The long-term future of oil demand growth is also threatened by increased public and political support for reducing emissions and limiting global warming.

This left the opinions on the market finally balanced. To be clearer, gross management traders are faced with some kind of blind punt.

A serious disturbance in the Gulf could still drive up prices. A recession or a resolution of tensions between the United States and Iran could see them collapse.

The result was a relative stasis in the major crude oil benchmarks, interspersed with an occasional wild swing that quickly reversed itself. Signs that the United States and Iran are seeking a resolution? Sell, sell, sell. Another tanker threatened? Buy, buy, buy. But the underlying price has not moved steadily in one direction or the other for some time.

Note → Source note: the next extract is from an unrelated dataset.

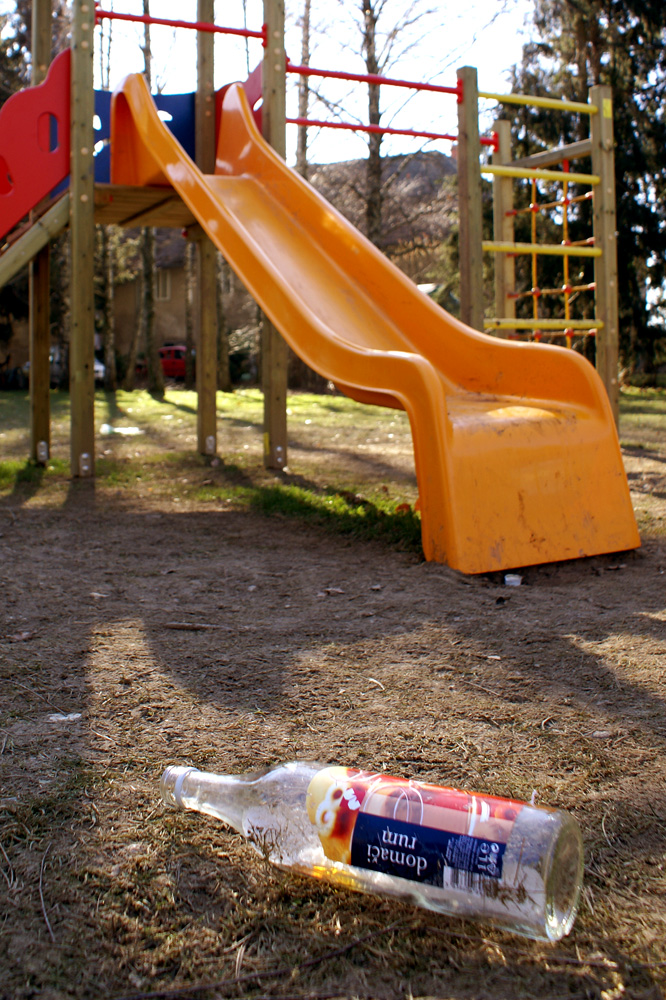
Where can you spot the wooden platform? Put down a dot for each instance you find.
(124, 205)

There are some clues about what might happen next. The latest hedge fund positioning data suggests that the financial community has been rather bullish in recent weeks as net oil buyers. It is clear that a few courageous people are always willing to position themselves so that prices will strengthen, even if there is still a lot of money in reserve.

But one of the biggest warning signs for the market for a long time comes from the oil futures curve, which has weakened sharply in recent days.

Until recently, Brent's immediate delivery contracts were trading at a significant premium – which generally indicates that supplies are relatively tight and traders are willing to pay to secure the barrels.

But this premium has largely disappeared, delivery contracts for Brent in September being almost at par with those for delivery in October, down from a premium of almost $ 1 there is no so long. Even if this evolution can be explained in part by the short-term positioning of speculative traders, it still suggests a calm on the market. Could the bearish side be quietly gaining the upper hand?

Perhaps, but the only certainty is that there is little conviction. For casual investors, the best advice is to stay clear until the dust settles, if you ever want to have a chance to relax on a yacht.